Home > Research > AWS Improves Container Monitoring, Part 3: Anomaly Detection

AWS Improves Container Monitoring, Part 3: Anomaly Detection

AWS is previewing Anomaly Detection, a CloudWatch component that allows for greater visibility into containerized applications using microservice architectures.

Anomaly Detection is aimed at improving monitoring by making it easier to set up alarms.

Traditional alarms in AWS are based on static, set thresholds. For example, you might configure an instance to set off an alarm once CPU usage reaches >90% utilization. The user has to do the work to make sure that the threshold is reasonable, and the threshold is fixed until the alarm is changed or modified.

The problem with set thresholds is that they do not account for seasonality or other variance. Setting the threshold too low will result in a number of false, inactionable alerts triggered by normal workload behavior. False alerts waste time and desensitize administrators to the truly important alerts. If you set the threshold too high, performance might suffer before you ever receive an alert, or you might receive an alert once the situation has already deteriorated.

Anomaly Detection solves this problem by allowing AWS users to have more dynamic thresholds on their alarms. It creates a band around performance metrics (e.g. CPU or memory utilization) based on the range within which those metrics would be expected to fall.

The service uses machine learning to determine what an appropriate default band size would be and also allows the user to edit the size of the band. Furthermore, the service also uses machine learning to adapt to the usage patterns of the workload in your environment.

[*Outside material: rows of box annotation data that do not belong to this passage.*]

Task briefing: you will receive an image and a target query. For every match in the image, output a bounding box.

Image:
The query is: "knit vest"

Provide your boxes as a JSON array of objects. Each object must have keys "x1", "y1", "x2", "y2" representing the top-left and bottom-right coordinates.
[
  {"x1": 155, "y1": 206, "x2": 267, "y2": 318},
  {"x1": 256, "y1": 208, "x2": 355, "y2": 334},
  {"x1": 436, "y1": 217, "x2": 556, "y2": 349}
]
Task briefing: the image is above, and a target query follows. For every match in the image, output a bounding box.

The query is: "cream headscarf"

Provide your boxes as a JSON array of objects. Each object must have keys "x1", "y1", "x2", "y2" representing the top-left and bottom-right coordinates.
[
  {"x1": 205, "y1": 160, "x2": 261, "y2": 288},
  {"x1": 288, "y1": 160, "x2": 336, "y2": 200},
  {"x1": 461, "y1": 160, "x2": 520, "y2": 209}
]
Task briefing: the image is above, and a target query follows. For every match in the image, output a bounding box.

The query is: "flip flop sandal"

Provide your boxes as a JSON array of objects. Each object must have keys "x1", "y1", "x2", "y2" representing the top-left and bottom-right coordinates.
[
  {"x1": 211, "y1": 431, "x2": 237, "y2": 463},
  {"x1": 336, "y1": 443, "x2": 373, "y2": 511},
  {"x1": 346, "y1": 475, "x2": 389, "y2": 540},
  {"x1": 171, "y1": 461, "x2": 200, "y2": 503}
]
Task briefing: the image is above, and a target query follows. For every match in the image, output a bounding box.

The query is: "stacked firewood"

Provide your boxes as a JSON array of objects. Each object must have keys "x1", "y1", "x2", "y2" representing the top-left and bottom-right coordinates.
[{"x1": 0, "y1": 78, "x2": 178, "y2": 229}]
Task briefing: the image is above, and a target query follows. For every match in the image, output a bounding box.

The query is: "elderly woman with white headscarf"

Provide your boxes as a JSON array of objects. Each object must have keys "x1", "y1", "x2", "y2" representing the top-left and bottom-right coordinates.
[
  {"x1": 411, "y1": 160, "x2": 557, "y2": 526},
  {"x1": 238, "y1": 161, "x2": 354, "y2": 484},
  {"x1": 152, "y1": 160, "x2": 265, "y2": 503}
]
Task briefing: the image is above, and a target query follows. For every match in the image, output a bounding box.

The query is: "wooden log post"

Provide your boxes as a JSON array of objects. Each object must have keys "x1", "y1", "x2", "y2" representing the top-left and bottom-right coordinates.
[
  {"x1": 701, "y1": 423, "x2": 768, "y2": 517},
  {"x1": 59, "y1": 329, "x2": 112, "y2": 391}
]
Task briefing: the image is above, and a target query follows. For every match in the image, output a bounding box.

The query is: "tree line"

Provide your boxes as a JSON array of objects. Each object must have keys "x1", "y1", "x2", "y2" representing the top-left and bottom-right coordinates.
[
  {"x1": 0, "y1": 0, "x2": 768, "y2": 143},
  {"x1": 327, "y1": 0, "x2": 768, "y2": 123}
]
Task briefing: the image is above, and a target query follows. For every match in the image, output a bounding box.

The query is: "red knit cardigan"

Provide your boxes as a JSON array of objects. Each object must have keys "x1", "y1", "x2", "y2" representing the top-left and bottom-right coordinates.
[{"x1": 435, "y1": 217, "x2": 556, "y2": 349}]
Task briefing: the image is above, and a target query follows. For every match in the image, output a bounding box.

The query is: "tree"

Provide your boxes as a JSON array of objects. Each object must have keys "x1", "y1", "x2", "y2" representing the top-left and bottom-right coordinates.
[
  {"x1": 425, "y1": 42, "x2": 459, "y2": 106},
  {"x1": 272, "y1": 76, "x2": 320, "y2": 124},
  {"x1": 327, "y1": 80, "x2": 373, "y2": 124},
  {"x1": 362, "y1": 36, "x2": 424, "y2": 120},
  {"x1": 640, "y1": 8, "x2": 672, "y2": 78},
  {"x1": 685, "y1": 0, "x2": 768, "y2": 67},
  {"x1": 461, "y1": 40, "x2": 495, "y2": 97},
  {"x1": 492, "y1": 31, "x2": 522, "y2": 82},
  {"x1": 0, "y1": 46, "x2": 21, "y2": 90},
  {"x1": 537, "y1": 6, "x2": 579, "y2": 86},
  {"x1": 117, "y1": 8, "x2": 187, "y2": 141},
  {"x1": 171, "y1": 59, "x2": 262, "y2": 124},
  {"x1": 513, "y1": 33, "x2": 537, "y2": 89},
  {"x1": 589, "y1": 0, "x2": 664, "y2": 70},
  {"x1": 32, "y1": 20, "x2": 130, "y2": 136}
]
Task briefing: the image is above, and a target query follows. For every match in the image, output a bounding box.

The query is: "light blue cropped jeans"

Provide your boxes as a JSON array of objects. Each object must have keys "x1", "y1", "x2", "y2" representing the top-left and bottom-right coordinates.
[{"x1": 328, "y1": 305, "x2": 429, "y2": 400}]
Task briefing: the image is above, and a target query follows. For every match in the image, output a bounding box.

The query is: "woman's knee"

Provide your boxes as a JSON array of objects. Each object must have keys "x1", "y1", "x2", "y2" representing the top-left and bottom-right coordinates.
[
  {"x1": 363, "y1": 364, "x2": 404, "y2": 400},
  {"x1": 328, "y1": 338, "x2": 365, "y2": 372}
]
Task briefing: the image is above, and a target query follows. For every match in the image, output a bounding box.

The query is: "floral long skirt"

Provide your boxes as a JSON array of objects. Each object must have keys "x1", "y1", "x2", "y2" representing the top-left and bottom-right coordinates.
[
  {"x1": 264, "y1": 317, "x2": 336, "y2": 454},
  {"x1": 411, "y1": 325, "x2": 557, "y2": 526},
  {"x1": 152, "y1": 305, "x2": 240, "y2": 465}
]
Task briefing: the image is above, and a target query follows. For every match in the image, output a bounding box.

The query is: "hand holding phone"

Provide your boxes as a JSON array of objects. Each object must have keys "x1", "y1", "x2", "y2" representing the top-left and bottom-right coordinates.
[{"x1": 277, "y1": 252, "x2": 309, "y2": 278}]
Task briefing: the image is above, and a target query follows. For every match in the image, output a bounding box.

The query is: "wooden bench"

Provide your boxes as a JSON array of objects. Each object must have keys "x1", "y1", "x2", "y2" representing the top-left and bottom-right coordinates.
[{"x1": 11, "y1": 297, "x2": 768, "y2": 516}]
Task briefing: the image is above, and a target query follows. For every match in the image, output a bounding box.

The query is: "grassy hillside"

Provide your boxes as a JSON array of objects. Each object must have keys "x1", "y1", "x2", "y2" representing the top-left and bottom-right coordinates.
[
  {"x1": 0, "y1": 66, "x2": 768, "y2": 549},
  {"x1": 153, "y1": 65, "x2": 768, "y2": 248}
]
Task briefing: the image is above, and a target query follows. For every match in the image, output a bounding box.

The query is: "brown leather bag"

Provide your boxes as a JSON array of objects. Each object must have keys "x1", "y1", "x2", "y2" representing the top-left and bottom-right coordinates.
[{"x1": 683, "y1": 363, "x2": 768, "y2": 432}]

For example, it will learn when normal spikes in usage occur and increase the threshold to avoid setting off false alarms for these normal spikes (e.g. peak hours for visits to your website). Currently, it uses the past two weeks of usage data.

Anomaly Detection also allows users to exclude certain time periods from the machine learning training. This allows you to avoid training it on outlier data that might skew the model.

Once the band is established, users can decide whether to set the alarm for usage patterns that are outside the band, below the band, or above the band.

Users can receive alerts from the alarm via email or SMS and can even trigger a Lambda function from the alert.

Our Take

False positives are a large problem for operations teams. Relying on static thresholds for alarms does not reflect reality in all scenarios.

Out-of-the-box thresholds that are dynamic and based on machine learning will be a welcome solution to cloud operations teams.

Anomaly Detection should make monitoring easier and give AWS users a head start, but AWS users should avoid treating it as a set-it-and-forget-it feature and should not expect it to do all the heavy lifting for them.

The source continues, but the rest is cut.